Officials told ABC News they found no alcohol on the scene and couldn't confirm reports in the media that the group had been drinking in celebration of one of the victims' 19th birthday the night of the crash.
But less than six hours before the accident, a user who called himself "AmericanM5" logged on to a BMW M-5 online forum asking for advice on how to make the 500-horsepower car go faster.
Florida newspaper the Star Banner identified the user as 18-year-old Ammirato.
"The problem is when I'm going pedal to the metal pushing 140 and upshifting, there tends to be thud noise with the gear change," AmericanM5 wrote in one post, adding, "Let me say I am beginner when it comes to high-performance cars as I am only 18 so take it easy on me."
Others on the online forum doubted AmericanM5's claims of owning such a high-powered BMW at such a young age and warned him to take it slow.
A member logged in as "M5Froth" wrote, "Its [sic] just disturbing to know, if you're for real, that an 18 year old who is asking these questions about a 500hp car is driving the same street I am. I don't have anything against young guys driving nice cars, but an 18 year old behind the wheel of an M5 is what accidents are made of IMO."

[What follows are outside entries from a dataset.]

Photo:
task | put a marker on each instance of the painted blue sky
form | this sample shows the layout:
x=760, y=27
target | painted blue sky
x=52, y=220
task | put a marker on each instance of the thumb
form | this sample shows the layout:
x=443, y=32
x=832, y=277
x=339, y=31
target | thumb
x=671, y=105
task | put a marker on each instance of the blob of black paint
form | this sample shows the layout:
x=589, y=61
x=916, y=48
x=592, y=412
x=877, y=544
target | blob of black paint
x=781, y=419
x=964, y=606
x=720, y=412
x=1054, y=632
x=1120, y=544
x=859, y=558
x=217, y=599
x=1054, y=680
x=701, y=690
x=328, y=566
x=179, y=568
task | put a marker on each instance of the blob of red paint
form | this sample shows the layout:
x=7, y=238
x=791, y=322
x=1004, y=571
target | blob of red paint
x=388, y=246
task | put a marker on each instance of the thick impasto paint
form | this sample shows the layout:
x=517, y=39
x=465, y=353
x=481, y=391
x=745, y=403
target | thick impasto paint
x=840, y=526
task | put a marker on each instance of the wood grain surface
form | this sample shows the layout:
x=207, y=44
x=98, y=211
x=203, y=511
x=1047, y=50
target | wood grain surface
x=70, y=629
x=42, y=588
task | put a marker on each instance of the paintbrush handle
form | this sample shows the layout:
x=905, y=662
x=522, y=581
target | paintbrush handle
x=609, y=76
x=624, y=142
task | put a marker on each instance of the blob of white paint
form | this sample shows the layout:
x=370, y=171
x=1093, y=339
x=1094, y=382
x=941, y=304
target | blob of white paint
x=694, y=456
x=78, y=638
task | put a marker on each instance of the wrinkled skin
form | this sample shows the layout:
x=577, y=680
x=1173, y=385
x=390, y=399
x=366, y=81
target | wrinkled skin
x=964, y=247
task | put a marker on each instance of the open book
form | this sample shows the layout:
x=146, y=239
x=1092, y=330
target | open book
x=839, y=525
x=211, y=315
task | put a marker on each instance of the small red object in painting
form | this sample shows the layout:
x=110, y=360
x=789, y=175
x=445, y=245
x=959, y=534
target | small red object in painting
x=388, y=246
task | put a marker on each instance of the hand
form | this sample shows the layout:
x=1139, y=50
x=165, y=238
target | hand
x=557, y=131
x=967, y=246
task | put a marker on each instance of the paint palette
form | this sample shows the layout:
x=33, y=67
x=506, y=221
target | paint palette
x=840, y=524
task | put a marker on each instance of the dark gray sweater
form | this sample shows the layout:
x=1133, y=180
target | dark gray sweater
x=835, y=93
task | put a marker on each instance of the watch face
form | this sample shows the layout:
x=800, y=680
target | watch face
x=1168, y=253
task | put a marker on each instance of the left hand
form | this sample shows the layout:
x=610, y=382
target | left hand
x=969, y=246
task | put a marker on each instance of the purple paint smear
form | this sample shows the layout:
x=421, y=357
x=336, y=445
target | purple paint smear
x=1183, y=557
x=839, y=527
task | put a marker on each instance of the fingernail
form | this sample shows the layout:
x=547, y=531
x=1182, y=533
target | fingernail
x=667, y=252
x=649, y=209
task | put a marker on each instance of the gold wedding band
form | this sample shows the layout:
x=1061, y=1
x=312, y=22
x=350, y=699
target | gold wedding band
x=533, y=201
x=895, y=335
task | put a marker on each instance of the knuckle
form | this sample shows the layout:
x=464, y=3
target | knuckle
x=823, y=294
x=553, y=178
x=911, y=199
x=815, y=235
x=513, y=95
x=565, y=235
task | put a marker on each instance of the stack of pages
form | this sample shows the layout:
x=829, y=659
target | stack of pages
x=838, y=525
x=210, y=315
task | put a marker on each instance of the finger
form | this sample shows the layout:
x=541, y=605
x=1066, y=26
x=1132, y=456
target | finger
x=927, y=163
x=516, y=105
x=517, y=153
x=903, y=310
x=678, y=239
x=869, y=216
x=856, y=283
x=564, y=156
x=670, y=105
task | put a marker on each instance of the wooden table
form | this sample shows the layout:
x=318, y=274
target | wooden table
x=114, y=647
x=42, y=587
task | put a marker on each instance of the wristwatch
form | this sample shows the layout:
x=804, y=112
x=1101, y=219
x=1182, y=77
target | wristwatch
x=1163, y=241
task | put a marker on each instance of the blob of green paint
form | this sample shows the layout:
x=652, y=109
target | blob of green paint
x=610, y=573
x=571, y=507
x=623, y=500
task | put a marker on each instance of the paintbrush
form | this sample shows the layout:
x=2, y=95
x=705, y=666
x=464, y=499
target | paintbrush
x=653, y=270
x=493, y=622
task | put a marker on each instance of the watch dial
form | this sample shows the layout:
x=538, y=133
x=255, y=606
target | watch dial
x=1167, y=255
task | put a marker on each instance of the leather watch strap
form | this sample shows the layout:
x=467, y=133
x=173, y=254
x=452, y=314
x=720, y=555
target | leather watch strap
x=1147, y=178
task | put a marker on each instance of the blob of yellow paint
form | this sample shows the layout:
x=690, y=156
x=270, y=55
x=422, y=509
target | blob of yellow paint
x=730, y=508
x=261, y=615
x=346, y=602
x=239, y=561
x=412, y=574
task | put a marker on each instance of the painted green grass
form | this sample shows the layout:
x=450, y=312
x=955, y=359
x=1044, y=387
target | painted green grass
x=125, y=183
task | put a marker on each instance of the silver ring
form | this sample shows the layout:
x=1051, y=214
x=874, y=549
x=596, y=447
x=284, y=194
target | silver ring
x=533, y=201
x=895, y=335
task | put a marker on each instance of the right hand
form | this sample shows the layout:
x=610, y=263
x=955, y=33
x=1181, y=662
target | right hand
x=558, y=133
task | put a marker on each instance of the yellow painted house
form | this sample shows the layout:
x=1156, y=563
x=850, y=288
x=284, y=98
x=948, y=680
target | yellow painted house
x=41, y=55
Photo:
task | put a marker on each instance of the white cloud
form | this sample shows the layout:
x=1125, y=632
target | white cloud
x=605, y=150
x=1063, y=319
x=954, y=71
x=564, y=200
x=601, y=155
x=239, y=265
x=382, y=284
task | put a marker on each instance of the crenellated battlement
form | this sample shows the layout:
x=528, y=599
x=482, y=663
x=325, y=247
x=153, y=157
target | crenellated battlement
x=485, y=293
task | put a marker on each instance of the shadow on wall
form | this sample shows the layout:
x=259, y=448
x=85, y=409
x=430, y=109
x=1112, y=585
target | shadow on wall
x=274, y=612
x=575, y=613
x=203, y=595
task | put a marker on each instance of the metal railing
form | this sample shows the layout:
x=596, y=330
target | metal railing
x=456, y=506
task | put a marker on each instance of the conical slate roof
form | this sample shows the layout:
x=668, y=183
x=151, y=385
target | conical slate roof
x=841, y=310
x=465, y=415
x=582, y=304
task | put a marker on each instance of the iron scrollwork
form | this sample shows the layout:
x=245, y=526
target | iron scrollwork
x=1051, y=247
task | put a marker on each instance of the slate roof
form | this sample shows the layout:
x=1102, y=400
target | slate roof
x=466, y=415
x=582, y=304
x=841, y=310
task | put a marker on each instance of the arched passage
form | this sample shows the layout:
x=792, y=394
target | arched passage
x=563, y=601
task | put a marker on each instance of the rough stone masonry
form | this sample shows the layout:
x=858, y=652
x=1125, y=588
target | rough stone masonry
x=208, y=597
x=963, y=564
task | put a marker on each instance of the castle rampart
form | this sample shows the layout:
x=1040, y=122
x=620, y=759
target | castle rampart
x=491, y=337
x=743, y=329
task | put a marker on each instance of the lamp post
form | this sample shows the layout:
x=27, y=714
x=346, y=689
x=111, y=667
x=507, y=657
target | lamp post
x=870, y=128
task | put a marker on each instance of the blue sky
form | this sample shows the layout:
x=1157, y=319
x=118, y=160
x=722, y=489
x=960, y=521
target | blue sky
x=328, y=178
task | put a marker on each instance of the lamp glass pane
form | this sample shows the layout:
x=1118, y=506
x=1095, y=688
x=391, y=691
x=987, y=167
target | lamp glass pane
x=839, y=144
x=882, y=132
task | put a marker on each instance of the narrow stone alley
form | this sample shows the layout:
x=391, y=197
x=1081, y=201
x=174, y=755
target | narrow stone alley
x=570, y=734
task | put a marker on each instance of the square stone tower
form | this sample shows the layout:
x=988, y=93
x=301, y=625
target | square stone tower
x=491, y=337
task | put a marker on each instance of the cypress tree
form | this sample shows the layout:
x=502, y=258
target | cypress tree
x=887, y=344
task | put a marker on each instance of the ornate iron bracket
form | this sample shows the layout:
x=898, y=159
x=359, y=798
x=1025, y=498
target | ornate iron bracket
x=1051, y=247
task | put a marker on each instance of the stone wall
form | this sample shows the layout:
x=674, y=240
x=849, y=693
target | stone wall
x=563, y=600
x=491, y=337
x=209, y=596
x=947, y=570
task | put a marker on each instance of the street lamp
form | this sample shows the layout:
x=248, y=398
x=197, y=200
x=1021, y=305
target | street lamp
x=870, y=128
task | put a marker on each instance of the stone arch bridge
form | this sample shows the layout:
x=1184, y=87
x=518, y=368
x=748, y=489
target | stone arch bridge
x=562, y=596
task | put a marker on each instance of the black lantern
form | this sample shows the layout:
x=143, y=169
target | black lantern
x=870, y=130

In his last entry on the forum, posted at 12:33 a.m. Saturday, AmericanM5 wrote, "I completley [sic] understand where you are coming from assuming that I am irresponsible.. that is definetly [sic] understandable. I do sometimes make bad decisions but I am young and I do drive safe and I will not endanger the lives of others.. and I hope you are not under the impression that I am the one to brag, I have never been that way and never will."
This weekend residents mourned the victims who they said formed part of a tight group of friends.
"People are really just in shock," Quelland told ABC News. "Number one, the severity of the crash and just how devastating that was, but people aren't used to losing three people that they're close to at once."
Students from North Marion and others gathered at a Baptist church Saturday to remember the victims, according to local media reports.
"We wanted to have a place where everyone could get together and mourn," Kathy Crile, the mother of a former student and friend of the victims, told the Star Banner. To "hug and cry."